Metadata-Version: 2.1
Name: NewsSentiment
Version: 1.0.0
Summary: Target-dependent sentiment classification in news articles reporting on political topics and events.
Home-page: https://github.com/fhamborg/NewsMTSC
Author: Felix Hamborg
Author-email: felix.hamborg@uni-konstanz.de
License: UNKNOWN
Project-URL: Bug Tracker, https://github.com/fhamborg/NewsMTSC/issues
Platform: UNKNOWN
Classifier: Development Status :: 5 - Production/Stable
Classifier: Environment :: Console
Classifier: License :: OSI Approved :: MIT License
Classifier: Operating System :: OS Independent
Classifier: Programming Language :: Python :: 3
Classifier: Programming Language :: Python :: 3.7
Classifier: Programming Language :: Python :: 3.8
Classifier: Intended Audience :: Developers
Classifier: Intended Audience :: Science/Research
Classifier: Topic :: Scientific/Engineering
Classifier: Topic :: Scientific/Engineering :: Information Analysis
Classifier: Topic :: Scientific/Engineering :: Artificial Intelligence
Classifier: Topic :: Text Processing :: Linguistic
Requires-Python: <3.9,>=3.7
Description-Content-Type: text/markdown
License-File: LICENSE
Requires-Dist: boto3 (>=1.19.7)
Requires-Dist: gensim (>=4.0.1)
Requires-Dist: imbalanced-learn (>=0.8.1)
Requires-Dist: jsonlines (>=2.0.0)
Requires-Dist: matplotlib (>=3.4.3)
Requires-Dist: networkx (>=2.6.3)
Requires-Dist: openpyxl (>=3.0.5)
Requires-Dist: pandas (>=1.3.3)
Requires-Dist: torch (==1.7.1)
Requires-Dist: regex (>=2021.10.23)
Requires-Dist: requests (>=2.26.0)
Requires-Dist: sacremoses (>=0.0.46)
Requires-Dist: scikit-learn (>=1.0.1)
Requires-Dist: spacy (<3,>=2.1)
Requires-Dist: tabulate (>=0.8.9)
Requires-Dist: torchvision (>=0.8.2)
Requires-Dist: tqdm (>=4.62.3)
Requires-Dist: transformers (<4,>=3.1.0)
Provides-Extra: cuda
Requires-Dist: cudatoolkit (==10.1) ; extra == 'cuda'

# NewsMTSC: (Multi-)Target-dependent Sentiment Classification in News Articles
NewsMTSC is a dataset for target-dependent sentiment classification (TSC) on
news articles reporting on policy issues. The dataset consists of more than 11k labeled
sentences, which we sampled from news articles from online US news outlets. More
information can be found in our paper published at the EACL 2021.
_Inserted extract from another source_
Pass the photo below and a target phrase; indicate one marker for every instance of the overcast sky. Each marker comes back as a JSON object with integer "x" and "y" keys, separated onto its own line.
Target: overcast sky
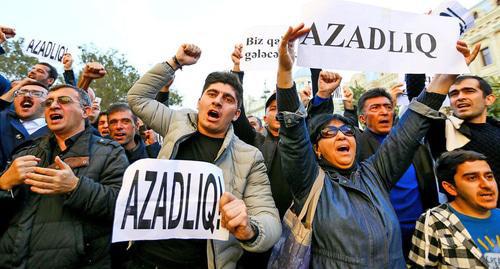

This repository contains the **dataset** for target-dependent
sentiment classification in news articles reporting on policy issues. Additionally,
the repository contains our **model** named GRU-TSC, which achieves state-of-the-art
TSC classification performance on NewsMTSC. Check it out - it **works out of the box** :-)

This readme consists of the following parts:
* [Installation of GRU-TSC](#installation)
* [How to use our model](#target-dependent-sentiment-classification)
* [How to train our model (or yours)](#training)

If you are only looking for the dataset, you can [download it here](https://github.com/fhamborg/NewsMTSC/raw/main/controller_data/datasets/NewsMTSC-dataset/NewsMTSC-dataset.zip)
or [view it here](https://github.com/fhamborg/NewsMTSC/tree/master/controller_data/datasets/NewsMTSC-dataset).

To make the model available also to users without programming skills,
we aimed to make the installation and using the model as easy as possible. If you face
any issue with using the model or notice an issue in our dataset, you are more than welcome to [open
an issue](https://github.com/fhamborg/NewsMTSC/issues).

# Installation
It's super easy, we promise!

To keep things easy, we use Anaconda for setting up requirements. If you do not have
it yet, follow Anaconda's
[installation instructions](https://docs.anaconda.com/anaconda/install/).
NewsMTSC was tested on MacOS and Ubuntu; other OS may work, too. Let us know :-)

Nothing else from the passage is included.